Restrict access to management and support roles based on time.
Saturn cloud support uses AWS IAM trust relationships in order to assume the necessary roles to maintain Saturn Cloud. Those trust relationships can be disabled when updates or support are not in progress.
Use a sandboxed AWS account.
We often advise against installing Saturn Cloud in sandboxed AWS accounts during trials, because some customers who do so don’t do the necessary steps to connect the sandboxed account with their data. Spoiler alert: a data science platform isn’t very useful if it cannot access your data!.
A Sandboxed account is a perfectly reasonable strategy for a Saturn Cloud installation, provided you take the necessary steps to make sure Saturn Cloud can interact with your data.
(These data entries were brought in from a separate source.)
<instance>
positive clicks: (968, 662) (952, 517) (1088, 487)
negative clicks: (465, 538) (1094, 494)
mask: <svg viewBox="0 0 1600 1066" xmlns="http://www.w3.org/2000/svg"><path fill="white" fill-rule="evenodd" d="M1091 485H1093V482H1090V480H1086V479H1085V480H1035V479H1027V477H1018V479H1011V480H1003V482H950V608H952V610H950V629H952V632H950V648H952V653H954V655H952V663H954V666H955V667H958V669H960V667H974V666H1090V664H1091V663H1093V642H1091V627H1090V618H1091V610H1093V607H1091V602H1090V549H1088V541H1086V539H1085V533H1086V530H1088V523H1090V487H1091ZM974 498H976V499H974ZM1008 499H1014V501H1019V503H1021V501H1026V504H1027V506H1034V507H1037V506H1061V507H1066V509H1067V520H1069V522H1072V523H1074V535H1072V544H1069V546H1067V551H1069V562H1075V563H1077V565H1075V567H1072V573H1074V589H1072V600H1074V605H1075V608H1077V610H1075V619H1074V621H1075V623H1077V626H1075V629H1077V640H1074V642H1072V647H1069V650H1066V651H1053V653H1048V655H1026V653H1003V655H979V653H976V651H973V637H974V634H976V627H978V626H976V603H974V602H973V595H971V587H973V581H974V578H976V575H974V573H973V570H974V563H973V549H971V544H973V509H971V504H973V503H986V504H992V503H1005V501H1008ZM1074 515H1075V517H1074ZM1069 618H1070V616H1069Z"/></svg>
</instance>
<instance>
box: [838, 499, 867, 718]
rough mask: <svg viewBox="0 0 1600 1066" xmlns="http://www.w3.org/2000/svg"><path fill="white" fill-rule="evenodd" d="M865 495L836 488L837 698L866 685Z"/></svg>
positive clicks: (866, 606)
Most data science teams store data in object stores like S3, or in data warehouses (such as Snowflake or Redshift). Enabling cross account access is very easy for all of these tools.
The biggest issue is typically access to APIs that are deployed in private VPCs. It is a good idea to setup the VPC for Saturn Cloud using CIDR blocks compatible with the rest of your infrastructure so that you will be able to peer the VPCs together in the future. Using this approach, you can trial Saturn Cloud in a sandbox account, and turn that account into the production Saturn Cloud account after you decide to use Saturn Cloud longer term.
Use SSO
As mentioned in our article on security recommendations, We definitely recommend integrating Saturn Cloud with the identity provider for your company.
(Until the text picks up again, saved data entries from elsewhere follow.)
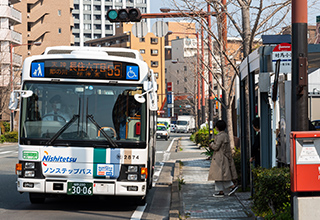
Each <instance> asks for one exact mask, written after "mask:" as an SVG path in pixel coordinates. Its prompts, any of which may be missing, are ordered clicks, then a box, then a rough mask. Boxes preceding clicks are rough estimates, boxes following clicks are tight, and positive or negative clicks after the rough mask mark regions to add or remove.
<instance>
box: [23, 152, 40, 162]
mask: <svg viewBox="0 0 320 220" xmlns="http://www.w3.org/2000/svg"><path fill="white" fill-rule="evenodd" d="M22 157H23V159H25V160H37V159H38V158H39V153H38V152H37V151H28V150H24V151H22Z"/></svg>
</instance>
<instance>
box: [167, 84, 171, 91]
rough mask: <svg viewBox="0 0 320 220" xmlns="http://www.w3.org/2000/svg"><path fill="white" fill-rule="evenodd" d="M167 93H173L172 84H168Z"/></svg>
mask: <svg viewBox="0 0 320 220" xmlns="http://www.w3.org/2000/svg"><path fill="white" fill-rule="evenodd" d="M167 91H168V92H172V82H167Z"/></svg>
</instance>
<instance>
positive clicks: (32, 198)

At Saturn Cloud, SSO is available to advanced tier subscribers via Auth0. Auth0 can connect to virtually any identity provider(IDP). We have documentation for Okta, Azure AD, and Google Sign On, but almost any identity provider can be supported.
SSO is used for authentication, but you can also use it for authorization (determining who should have a Saturn Cloud account). You can:
- Authorize all users in you IDP to have access to Saturn Cloud.
- Authorize all users with a specific email domain to have access to Saturn Cloud.
- Authorize all users within specific groups in your IDP to have access to Saturn Cloud.
Use IAM Roles instead of IAM users
As mentioned in our article on security recommendations, We recommend using IAM roles over IAM users. At Saturn Cloud, we leverage IAM roles for service accounts. This enables us to map IAM roles to Saturn Cloud users, groups and containers.